Es ist klar, dass alle Kinder bei der Öffnung der Schulen eine gewisse Sanierung benötigen. Kinder aus benachteiligten Verhältnissen, die normalerweise an staatlichen Schulen studieren, werden jedoch mehr Hilfe benötigen. Laut ASER 2018 betrug der Anteil der Kinder in Klasse 5 mit niedriger elterlicher Bildung, die einen Text der Klasse 2 lesen konnten, 35 Prozent im Vergleich zu 70 Prozent der Kinder mit hoher elterlicher Bildung. So hatten diese Kinder während der Schulschließung nicht nur eingeschränkten Zugang zu Lernmaterialien, sondern begannen auch mit einem viel größeren Lerndefizit. Daraus folgt, dass Kinder, die anfangs ein niedrigeres Lernniveau hatten, größere Lernverluste aufgrund des begrenzten Zugangs zu Lernressourcen während dieser Zeit erfahren werden. Dies wiederum wird dazu führen, dass sich die Kluft zwischen Kindern aus ärmeren Verhältnissen im Vergleich zu wohlhabenderen Kindern vergrößert.

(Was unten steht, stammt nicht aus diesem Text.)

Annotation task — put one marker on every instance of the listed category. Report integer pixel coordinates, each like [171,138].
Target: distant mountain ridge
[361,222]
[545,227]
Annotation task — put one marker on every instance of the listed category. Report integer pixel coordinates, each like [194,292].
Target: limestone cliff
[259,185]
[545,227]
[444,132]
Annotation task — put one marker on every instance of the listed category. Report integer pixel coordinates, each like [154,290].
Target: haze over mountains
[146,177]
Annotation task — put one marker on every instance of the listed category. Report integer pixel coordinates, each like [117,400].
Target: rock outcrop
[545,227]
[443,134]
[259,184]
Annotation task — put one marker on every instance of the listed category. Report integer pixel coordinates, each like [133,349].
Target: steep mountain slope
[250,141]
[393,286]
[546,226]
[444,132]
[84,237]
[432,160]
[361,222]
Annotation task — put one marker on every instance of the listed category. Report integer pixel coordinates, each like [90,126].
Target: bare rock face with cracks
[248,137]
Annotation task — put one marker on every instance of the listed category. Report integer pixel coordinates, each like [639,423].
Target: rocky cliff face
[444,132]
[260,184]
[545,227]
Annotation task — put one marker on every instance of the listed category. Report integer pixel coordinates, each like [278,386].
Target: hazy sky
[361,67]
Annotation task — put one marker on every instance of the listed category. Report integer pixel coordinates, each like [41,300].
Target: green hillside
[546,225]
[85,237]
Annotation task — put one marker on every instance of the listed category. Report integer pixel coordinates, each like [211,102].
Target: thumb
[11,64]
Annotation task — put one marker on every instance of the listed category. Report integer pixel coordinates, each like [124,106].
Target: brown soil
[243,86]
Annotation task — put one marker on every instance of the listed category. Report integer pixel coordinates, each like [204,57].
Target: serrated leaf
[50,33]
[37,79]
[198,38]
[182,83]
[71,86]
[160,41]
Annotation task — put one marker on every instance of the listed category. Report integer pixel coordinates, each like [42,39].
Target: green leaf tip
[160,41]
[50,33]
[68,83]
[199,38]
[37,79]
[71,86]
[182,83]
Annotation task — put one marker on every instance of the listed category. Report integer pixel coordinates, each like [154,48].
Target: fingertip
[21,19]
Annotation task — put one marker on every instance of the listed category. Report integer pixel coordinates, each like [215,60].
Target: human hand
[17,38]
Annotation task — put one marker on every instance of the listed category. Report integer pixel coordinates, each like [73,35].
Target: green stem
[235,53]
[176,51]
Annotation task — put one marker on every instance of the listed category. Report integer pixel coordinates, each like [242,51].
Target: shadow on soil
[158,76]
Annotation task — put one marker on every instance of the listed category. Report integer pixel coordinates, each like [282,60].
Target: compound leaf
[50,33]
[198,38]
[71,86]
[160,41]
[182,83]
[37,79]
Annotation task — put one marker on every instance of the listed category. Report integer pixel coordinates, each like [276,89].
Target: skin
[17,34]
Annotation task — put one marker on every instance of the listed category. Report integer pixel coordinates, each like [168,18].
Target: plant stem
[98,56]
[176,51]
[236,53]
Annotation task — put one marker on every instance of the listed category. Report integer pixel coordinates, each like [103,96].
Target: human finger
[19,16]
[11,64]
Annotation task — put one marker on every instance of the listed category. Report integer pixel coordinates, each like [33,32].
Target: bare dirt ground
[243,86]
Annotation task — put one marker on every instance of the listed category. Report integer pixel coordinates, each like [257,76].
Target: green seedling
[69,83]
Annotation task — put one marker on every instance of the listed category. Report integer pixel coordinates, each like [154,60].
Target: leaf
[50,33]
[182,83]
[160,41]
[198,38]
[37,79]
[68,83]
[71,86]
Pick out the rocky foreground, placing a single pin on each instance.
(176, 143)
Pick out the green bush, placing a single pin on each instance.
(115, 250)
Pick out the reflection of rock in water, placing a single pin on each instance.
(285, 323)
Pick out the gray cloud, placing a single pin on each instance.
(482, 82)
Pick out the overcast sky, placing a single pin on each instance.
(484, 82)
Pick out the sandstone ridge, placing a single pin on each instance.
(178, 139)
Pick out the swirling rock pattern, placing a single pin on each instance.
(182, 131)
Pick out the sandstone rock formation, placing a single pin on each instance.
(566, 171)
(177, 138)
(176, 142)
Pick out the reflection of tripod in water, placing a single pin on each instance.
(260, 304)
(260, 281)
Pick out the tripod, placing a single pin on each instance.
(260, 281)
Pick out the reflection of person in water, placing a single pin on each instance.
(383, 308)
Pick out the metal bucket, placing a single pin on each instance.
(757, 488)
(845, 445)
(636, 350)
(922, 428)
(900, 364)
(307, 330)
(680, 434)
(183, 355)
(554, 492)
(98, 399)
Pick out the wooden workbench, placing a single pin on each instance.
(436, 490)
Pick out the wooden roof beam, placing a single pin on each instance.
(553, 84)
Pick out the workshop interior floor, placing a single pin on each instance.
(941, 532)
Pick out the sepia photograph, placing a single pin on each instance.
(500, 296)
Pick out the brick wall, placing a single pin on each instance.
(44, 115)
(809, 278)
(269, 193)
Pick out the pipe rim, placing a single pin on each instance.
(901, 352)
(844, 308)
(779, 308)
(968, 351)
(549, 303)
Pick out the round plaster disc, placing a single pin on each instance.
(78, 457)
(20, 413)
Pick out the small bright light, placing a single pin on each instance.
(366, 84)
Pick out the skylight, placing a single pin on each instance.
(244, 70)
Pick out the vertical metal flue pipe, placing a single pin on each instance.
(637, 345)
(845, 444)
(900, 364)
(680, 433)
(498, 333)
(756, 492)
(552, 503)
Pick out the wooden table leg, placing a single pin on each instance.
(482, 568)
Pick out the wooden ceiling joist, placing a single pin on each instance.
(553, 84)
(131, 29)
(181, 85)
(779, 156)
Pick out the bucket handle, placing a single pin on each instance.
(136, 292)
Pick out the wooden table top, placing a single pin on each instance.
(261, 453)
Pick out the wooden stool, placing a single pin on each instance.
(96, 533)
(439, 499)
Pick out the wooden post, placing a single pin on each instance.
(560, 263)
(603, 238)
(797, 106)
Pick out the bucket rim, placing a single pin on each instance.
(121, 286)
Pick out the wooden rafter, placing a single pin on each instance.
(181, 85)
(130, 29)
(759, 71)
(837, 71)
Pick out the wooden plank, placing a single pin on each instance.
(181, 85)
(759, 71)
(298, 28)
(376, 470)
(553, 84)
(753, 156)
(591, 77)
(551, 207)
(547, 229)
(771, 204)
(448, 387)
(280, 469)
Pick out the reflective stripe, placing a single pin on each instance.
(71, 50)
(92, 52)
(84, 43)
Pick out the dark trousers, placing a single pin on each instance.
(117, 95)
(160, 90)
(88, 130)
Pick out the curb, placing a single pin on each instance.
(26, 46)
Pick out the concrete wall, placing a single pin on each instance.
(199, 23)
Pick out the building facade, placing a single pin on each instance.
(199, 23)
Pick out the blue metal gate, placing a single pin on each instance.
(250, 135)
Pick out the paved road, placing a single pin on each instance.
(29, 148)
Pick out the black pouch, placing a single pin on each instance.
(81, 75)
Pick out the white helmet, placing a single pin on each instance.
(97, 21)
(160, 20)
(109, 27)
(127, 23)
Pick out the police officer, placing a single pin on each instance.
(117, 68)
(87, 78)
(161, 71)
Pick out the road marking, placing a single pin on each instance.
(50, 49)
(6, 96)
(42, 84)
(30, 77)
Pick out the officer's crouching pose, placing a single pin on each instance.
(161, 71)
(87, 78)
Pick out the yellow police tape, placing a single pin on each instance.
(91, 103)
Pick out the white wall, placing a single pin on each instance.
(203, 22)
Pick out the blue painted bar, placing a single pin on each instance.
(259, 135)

Die Staaten können diese Gelegenheit nutzen, um gezielten Nachhilfeunterricht in der Schule einzuführen. ASER 2020 zeigt, wie Familien und Gemeinden während der Pandemie eingegriffen haben. Eltern sind heute gebildeter denn je – mehr als 75 Prozent der Kinder haben mindestens einen Elternteil mit mehr als der Grundschulbildung. ASER 2020 zeigt, dass 75 Prozent der Kinder in irgendeiner Form von einem Familienmitglied beim Lernen zu Hause unterstützt werden. Außerdem kann die Community eine größere Rolle spielen. Während der Schulschließungen gaben fast 70 Prozent der Schulbefragten an, Hilfe von einer Vielzahl von Gemeindemitgliedern erhalten zu haben, um Kinder zu erreichen und zu unterstützen. Diese Verengung der Distanz zwischen Schule, Zuhause und Gemeinde ist ein willkommener Schritt und muss auch nach der Wiedereröffnung der Schulen fortgesetzt werden.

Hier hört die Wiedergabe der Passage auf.